Infinite Plinko

This is a follow up to my previous post about Finite Plinko. If you did not read it yet, you can find it here.

Finite Plinko is fun and all but what if we went further? The challenge problem listed at the bottom of the homework assignment asked at what height, if any, the distribution of the expected final location of the dropped disc would become uniform. Solving this as a combination of increasingly longer bounded random variables was too difficult to do properly. However, what we can do instead is treat it like a Markov chain. (Editor’s note: This is not intended to serve as a perfect explanation of what a Markov chain is. It simply is intended to walk us through applying them to the Plinko problem.)

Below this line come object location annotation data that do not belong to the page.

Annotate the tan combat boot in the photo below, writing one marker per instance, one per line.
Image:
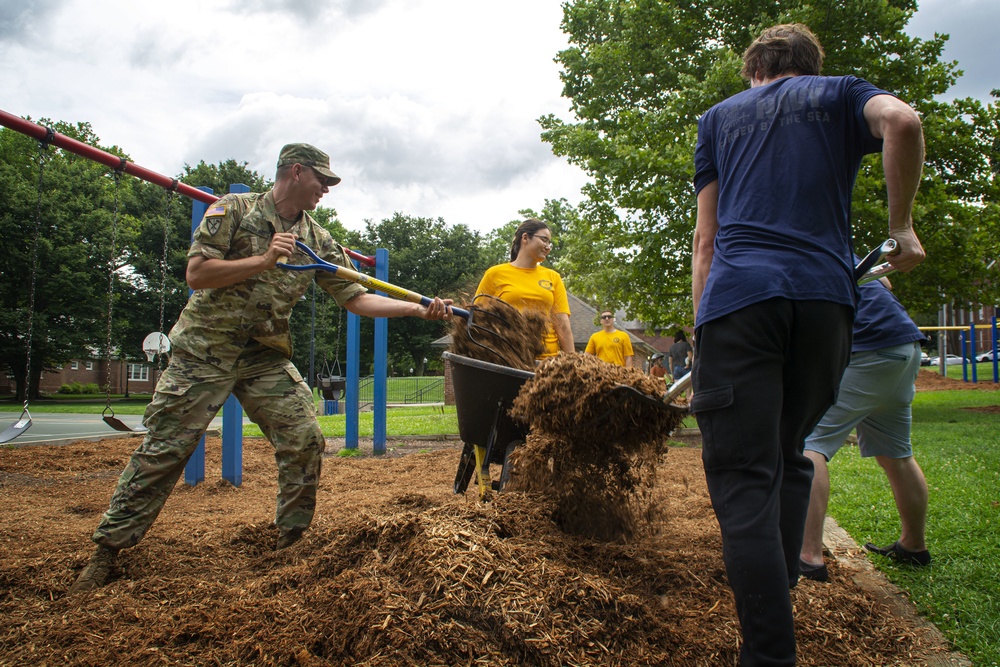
(96, 573)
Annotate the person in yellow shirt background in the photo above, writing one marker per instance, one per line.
(609, 344)
(526, 285)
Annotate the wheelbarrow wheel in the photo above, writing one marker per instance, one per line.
(466, 468)
(508, 468)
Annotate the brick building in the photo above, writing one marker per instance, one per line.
(136, 377)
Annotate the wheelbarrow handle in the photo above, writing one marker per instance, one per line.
(400, 293)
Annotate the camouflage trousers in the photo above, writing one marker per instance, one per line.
(188, 396)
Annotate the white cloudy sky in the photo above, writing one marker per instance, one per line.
(427, 107)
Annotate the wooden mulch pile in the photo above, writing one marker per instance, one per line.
(594, 447)
(397, 570)
(499, 333)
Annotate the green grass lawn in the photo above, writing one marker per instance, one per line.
(399, 422)
(959, 451)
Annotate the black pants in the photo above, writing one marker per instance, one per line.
(763, 377)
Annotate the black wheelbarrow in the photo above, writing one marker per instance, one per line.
(484, 393)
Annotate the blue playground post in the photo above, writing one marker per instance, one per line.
(194, 471)
(353, 376)
(232, 411)
(381, 360)
(232, 418)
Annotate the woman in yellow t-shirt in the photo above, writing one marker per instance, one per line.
(525, 284)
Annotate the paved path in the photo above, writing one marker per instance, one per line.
(63, 428)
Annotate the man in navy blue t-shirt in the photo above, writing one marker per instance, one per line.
(774, 298)
(875, 397)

A Markov chain is a stochastic model that represents a possible series of events where the probability of the next event is only dependent on the result of the previous. Now that sounds really fancy and convoluted but what does that really mean?

Imagine you are sleepwalking. Luckily for you, the doors connecting the rooms in your house are mostly closed. You can only get to your bedroom (B), living room (L), and your kitchen (k). When you are sleepwalking, you randomly move along one of your available paths with varying probabilities. We can represent this problem with the following chain:

Simple Markov Chain

Here you can see all of the potential paths that you can take from any given room and the likelihood that you take that path. From this, we can compute the likelihood that you are in any given room after any number of random walks. We do this by creating a transition matrix.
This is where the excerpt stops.